The text accomanying the picture tells me that this was taken in a place called Rathcoole, which is somewhere near Dublin.
Most of the ROI is only covered by low quality satellite imagery, indeed much of Ireland appears to be covered in lava. But I'd imagine that Dublin at least would merit some higher resolution aerial photography.
And there it is. Rathcoole. Just a bit South West of Dublin, on the N7 towards Naas (I hitch-hiked from Dublin to Waterford once, and one leg of my journey took me from South Dublin to Naas, so I probably got driven along it once, I think by a middle aged lady in a flowery dress). The airport at the top of the picture is called Casement Aerodrome, and is presumably named after Roger Casement, the famous revolutionary bloke from 1921 and all that.

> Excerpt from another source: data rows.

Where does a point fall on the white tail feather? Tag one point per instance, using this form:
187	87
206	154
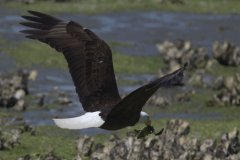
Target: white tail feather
88	120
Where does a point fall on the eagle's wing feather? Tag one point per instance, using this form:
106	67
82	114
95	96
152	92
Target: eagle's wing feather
136	99
89	58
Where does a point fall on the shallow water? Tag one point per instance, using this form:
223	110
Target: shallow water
141	31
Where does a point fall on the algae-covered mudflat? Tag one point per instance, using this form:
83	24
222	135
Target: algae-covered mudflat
147	42
94	6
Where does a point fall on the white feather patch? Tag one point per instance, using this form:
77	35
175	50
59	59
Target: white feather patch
88	120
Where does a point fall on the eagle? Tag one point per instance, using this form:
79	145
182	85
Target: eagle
90	64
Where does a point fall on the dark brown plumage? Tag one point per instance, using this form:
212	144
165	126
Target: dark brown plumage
90	64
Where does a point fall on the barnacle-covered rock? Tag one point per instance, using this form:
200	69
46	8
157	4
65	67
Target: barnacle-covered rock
227	53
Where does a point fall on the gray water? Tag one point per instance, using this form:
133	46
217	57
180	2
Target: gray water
141	30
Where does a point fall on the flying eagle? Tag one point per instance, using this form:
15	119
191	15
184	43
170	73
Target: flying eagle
90	64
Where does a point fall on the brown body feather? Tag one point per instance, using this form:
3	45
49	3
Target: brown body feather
89	58
90	64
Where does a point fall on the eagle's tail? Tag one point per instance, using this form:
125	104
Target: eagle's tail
88	120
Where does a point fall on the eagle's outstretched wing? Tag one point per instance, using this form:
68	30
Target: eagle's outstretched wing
89	58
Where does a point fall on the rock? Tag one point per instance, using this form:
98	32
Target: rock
174	144
9	139
13	89
227	53
176	54
159	101
47	156
197	80
84	144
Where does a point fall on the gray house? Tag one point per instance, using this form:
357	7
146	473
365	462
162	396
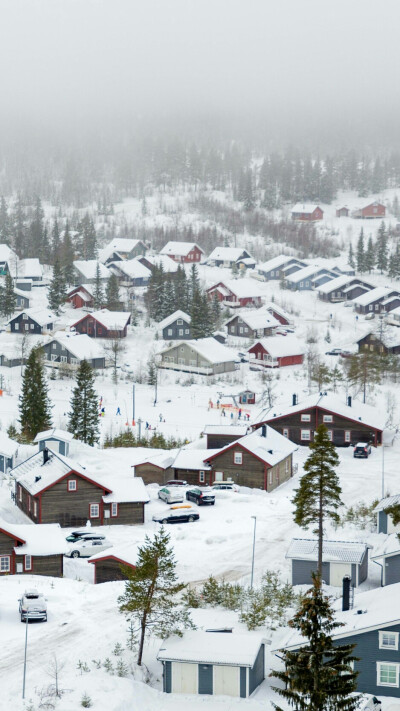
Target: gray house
340	559
373	626
214	662
204	356
175	327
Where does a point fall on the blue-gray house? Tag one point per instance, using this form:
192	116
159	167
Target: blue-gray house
212	663
373	626
340	559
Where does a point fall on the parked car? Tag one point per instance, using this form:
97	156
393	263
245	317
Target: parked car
170	495
33	606
201	496
86	547
362	450
177	514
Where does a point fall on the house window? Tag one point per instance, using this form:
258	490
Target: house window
4	564
94	510
388	640
387	674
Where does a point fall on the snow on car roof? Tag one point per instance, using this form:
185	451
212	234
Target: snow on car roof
126	490
212	648
332	551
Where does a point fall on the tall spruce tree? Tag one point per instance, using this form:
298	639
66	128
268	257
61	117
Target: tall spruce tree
149	600
34	404
84	414
318	496
318	676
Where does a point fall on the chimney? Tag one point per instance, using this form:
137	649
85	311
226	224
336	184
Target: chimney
346	593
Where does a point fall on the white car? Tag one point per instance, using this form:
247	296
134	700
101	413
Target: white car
85	548
33	606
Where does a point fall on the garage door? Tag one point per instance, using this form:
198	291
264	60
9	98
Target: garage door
338	572
184	678
226	681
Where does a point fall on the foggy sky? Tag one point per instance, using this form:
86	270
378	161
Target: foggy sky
294	61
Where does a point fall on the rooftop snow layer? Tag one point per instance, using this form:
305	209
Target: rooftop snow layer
212	648
332	551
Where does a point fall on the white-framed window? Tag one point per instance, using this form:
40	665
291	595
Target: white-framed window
387	674
5	564
388	640
94	510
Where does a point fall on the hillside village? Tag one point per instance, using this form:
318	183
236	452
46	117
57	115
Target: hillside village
214	369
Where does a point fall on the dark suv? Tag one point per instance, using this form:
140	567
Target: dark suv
201	496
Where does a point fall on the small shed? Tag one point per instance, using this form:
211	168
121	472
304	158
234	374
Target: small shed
339	559
109	565
55	439
213	663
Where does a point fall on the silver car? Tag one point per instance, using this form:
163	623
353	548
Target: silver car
33	606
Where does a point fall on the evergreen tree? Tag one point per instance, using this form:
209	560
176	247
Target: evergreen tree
112	293
34	405
8	297
98	291
57	290
151	588
319	675
361	252
318	496
84	414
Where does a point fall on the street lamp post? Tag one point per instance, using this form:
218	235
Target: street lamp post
254	549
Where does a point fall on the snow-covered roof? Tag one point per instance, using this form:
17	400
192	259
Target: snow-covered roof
256	318
208	348
238	649
281	346
80	345
111	320
304	207
35	474
88	268
126	490
39	315
132	268
358	411
227	254
179	248
271	449
173	317
380	292
8	447
54	433
332	551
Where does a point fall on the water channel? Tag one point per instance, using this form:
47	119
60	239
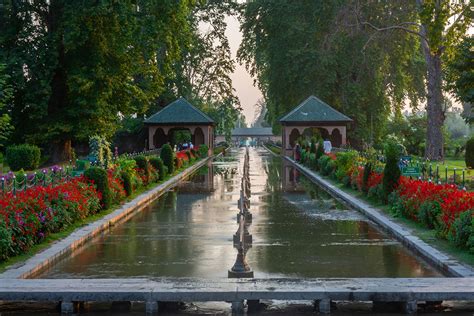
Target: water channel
298	231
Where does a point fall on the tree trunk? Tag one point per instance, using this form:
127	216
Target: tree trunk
434	108
435	113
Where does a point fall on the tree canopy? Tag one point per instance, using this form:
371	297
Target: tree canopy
319	49
78	67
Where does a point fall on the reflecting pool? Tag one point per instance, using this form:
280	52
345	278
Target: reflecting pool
298	231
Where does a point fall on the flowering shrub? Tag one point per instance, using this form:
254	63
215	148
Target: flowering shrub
445	208
29	216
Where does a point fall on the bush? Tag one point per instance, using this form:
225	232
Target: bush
344	163
127	182
330	167
429	213
99	150
23	156
469	158
5	240
203	151
376	192
167	155
188	153
322	163
82	165
391	171
158	164
461	229
320	150
365	180
101	181
143	165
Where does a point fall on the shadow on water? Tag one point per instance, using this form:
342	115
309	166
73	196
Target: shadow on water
298	231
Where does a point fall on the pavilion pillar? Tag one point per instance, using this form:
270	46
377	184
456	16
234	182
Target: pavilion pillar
343	134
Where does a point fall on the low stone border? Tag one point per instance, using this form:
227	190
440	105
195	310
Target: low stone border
439	260
79	237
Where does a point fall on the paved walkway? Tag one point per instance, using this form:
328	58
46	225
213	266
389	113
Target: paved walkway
438	259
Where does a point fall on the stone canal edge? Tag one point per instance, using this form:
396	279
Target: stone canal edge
67	246
438	259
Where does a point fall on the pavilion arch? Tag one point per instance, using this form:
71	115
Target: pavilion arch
336	138
180	115
314	113
159	138
198	136
293	137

Some of Google Earth at this point is hi-res, and some of it is low-res.
Now, what clues do I have to guide me closer?
The most obvious one is a road sign in the bottom right hand corner of the picture. There's a main road with another road bearing off to the left, just out of shot. The roadsign is in full sunlight, so the picture could not have been taken from the North, facing south. The text of the sign is too small to be legible, but the words appear to be quite long. Are Irish roadsigns written in English?, or Gaelic? Or both, as happens in Wales?

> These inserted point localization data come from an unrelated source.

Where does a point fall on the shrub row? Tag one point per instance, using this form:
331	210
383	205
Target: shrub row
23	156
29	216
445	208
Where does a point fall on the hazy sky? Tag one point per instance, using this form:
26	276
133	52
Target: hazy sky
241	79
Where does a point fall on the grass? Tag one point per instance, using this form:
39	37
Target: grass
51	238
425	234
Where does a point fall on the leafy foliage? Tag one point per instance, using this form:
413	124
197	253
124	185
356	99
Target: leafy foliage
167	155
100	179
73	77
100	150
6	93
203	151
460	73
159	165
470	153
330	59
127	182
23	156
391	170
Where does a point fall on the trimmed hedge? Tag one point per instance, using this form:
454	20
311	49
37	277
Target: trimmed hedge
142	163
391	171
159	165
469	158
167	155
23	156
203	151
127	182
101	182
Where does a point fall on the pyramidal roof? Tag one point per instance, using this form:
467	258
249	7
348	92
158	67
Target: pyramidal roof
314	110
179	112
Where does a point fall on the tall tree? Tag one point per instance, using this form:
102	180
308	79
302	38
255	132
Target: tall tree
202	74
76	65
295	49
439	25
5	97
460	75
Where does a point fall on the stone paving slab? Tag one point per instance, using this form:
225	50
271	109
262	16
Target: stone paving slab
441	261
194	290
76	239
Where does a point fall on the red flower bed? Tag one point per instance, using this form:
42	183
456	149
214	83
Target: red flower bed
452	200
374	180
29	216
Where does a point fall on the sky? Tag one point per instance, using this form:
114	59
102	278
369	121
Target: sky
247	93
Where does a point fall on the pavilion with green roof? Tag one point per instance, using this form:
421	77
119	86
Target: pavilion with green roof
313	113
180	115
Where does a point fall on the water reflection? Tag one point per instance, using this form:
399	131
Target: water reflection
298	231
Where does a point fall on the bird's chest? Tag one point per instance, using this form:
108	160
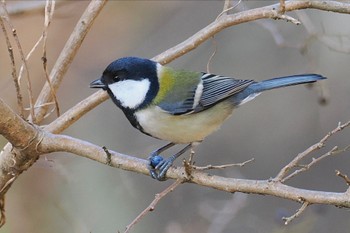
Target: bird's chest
182	128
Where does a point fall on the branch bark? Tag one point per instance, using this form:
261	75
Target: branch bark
29	142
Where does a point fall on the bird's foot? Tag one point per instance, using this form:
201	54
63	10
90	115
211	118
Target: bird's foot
158	166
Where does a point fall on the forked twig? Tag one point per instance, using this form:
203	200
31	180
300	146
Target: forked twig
294	163
153	204
209	167
287	220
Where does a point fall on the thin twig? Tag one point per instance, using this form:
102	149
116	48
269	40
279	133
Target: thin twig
287	220
20	50
309	165
345	177
49	11
13	66
209	167
294	163
282	8
287	18
67	54
153	204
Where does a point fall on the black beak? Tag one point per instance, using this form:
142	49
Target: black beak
97	84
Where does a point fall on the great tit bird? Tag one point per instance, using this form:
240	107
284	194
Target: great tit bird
179	106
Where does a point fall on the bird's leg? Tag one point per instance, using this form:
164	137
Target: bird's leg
155	158
164	164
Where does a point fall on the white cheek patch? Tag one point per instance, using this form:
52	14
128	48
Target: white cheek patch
130	93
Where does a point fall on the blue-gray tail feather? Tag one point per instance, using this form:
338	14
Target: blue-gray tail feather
284	81
257	87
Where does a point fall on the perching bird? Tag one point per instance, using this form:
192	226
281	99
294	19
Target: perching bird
179	106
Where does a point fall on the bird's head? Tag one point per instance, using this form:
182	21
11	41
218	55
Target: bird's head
131	82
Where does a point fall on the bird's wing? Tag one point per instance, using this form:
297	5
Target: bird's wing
210	90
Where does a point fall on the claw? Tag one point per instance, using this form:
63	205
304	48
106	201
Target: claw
158	166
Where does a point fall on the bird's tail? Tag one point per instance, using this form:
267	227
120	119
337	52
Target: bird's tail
256	88
284	81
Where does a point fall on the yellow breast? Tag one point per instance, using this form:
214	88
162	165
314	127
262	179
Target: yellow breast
183	128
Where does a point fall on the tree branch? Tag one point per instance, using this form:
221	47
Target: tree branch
66	57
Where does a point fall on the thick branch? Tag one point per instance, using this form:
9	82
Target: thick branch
24	138
51	143
194	41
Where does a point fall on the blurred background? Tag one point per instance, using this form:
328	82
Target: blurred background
66	193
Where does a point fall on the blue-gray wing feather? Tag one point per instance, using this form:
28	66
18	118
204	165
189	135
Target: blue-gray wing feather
215	88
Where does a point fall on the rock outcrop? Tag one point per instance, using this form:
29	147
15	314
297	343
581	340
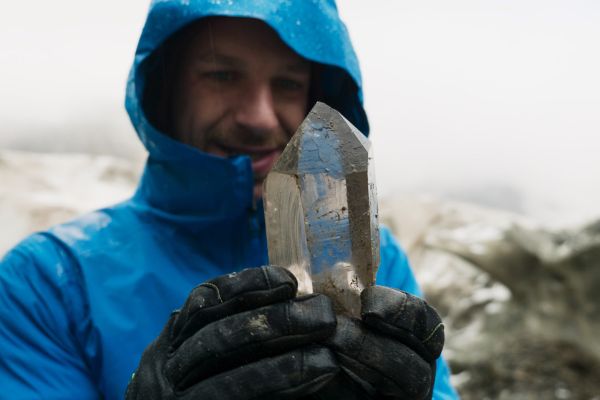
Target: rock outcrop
520	303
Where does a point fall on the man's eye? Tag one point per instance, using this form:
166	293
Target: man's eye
221	76
288	84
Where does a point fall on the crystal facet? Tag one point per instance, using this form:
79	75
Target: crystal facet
321	209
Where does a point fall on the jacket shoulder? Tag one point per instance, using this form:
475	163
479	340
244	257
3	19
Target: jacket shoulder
43	319
394	267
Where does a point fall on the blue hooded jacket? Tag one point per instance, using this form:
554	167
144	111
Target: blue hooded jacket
80	301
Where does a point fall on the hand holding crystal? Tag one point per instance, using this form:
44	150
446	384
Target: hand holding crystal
390	352
241	336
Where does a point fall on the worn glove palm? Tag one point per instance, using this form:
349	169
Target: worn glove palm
241	336
390	353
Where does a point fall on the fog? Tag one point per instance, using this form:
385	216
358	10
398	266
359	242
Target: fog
495	102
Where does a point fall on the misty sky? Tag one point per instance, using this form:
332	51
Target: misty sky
496	101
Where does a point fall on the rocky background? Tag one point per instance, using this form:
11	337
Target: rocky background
521	303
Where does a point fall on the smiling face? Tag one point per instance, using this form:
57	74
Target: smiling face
239	90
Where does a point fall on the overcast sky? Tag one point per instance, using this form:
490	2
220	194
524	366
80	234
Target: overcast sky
496	101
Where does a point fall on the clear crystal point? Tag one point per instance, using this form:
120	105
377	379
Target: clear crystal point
321	209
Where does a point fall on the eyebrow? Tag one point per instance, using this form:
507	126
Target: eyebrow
211	57
300	67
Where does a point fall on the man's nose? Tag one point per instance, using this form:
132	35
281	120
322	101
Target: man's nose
256	110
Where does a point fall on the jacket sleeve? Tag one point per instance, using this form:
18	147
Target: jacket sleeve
42	355
394	271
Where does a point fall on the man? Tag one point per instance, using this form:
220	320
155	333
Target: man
216	91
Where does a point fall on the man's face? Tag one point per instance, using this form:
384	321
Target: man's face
240	90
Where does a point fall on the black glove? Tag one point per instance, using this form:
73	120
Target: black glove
241	336
390	353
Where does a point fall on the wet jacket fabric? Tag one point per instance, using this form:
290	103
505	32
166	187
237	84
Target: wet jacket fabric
80	301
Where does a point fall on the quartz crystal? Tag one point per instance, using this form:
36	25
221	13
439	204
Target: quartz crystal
321	209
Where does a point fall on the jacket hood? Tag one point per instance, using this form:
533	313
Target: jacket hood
312	29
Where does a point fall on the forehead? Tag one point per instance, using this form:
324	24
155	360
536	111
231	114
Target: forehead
243	38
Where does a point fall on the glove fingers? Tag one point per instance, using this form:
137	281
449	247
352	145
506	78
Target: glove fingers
230	294
386	364
286	376
246	337
404	317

Well here's one I lifted from wikipedia...
So the signs are bilingual, with the gaelic first, but in lower case, and the English second but in upper case.
Some politics there, methinks, but the text is too small for me to identify anything useful.

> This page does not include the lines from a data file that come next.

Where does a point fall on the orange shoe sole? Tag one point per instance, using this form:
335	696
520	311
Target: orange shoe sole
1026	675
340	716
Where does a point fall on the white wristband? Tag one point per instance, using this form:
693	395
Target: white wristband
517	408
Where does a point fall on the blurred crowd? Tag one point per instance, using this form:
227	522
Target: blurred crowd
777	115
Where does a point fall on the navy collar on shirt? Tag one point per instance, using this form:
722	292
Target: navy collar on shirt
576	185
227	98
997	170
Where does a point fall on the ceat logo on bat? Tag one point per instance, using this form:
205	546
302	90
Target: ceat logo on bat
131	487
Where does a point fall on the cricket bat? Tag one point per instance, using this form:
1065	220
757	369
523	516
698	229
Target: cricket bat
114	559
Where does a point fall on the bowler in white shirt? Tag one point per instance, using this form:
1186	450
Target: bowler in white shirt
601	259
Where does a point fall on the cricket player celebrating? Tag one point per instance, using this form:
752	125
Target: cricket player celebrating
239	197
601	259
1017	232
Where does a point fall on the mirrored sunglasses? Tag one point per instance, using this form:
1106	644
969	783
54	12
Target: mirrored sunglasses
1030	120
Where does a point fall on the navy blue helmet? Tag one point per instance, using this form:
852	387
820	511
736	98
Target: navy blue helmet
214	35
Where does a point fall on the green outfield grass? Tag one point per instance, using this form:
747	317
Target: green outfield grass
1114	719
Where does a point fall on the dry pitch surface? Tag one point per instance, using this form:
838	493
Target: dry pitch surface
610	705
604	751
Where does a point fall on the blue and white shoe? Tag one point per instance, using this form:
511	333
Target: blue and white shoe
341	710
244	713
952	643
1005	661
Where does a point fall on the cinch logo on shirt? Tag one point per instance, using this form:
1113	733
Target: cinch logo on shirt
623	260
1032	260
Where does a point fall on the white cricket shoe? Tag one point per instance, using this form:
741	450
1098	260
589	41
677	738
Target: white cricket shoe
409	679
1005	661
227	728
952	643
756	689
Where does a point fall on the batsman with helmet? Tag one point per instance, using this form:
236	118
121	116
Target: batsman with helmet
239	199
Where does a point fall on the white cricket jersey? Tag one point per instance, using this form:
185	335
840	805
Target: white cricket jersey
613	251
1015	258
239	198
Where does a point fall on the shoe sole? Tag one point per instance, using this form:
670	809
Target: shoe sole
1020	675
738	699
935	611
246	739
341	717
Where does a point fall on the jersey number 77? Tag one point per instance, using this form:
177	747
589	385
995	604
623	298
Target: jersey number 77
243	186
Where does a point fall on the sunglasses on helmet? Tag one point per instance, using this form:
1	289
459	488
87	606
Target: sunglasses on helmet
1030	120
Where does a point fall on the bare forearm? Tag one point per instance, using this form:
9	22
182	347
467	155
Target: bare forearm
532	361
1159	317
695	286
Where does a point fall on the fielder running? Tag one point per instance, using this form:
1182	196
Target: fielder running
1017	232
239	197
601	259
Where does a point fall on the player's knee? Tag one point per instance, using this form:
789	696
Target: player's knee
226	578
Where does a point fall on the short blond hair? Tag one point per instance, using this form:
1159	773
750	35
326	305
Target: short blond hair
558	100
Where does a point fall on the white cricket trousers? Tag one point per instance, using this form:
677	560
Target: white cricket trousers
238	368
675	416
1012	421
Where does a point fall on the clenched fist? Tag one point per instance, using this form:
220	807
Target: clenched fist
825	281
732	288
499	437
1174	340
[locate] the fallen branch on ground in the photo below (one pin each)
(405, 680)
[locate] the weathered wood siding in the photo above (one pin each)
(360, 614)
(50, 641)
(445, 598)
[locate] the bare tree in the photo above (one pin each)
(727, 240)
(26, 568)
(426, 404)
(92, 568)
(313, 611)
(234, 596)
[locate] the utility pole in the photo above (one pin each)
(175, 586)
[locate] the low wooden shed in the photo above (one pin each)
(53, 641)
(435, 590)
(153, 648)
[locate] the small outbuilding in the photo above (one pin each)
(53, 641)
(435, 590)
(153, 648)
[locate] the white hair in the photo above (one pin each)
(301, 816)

Non-motorway national primary routes use white text on a green background, with the specific route number in yellow bold text.
So that puts my man next to a major road. The N7 or the N81 or the N82. There are lamp posts pretty much in the foreground, so the place this picture was taken from is close to a road. they're fairly far apart, so that also suggests quite a major road.
Although the time the photograph was taken is not stated, the sun never goes that far north, especially not at this time of year. It looks like it's pretty low in the sky, too, judging by the quality of the light, and the way the clouds are lit, almost horizontally.
Rainbows always appear beyond the viewpoint, directly in a line from the light source. See HERE for more information. The site linked contains loads of beautiful images and interesting information about all sorts of atmospheric phenomena. Not just rainbows.
Anyway, the higher the bow, the lower the sun, so this was definately taken either shortly after dawn or shortly before sunset. I suspect the latter. The man that took this picture can regularly be found posting stuff on discussion boards in the wee small hours, and he's known to enjoy the occasional recreational relaxant, so my guess is that he was safely tucked up under his duvet shortly after dawn on the day this picture was taken.
So the sun was in the west or south west, therefore the sunlight went from there to the east or north east, and therefore the camera must also have been facing either east or north east.
Here's Rathcoole rotated in Google Earth so that East(ish) is at the top...
So I'm looking for a place where an eastbound road has a road branching off towards the left/north.
In the background are low white buildings. They appear to be industrial units. It's certainly a more built up area than the fields in the near and middle distance. There are some buildings slightly in front of them that look like farm cottages or similar. The horizon is fairly flat, at least the bit of the horizon that isn't hidden by the raincloud is fairly flat.
The fields themselves form an identifiable pattern, as do the combination of ditches, fences and trees that form the field boundaries.
So, looking for a point just south of a major road, and just west of a point where that road contains a left fork, probably into another fairly major road, roughly a mile or so away from some white industrial looking units, with a rural landscape of fields filling the intermediate space.
so here's where I reckon it is...
Drumroll, please!
You can almost see his beard.
Postscript...
The photographer himself was kind enough to contact me and tell me almost exactly where the picture was taken from. Certainly got to within a mile or less, but more pertinantly, most of my logic was correct. It is a place just south of the N7. The camera was facing east, and the shot was taken in the late afternoon. If Google Earth had been using aerial photography in this location, rather than satellite imagary, I reckon I could probably have pinned down the street in which he lived, if not the precise house.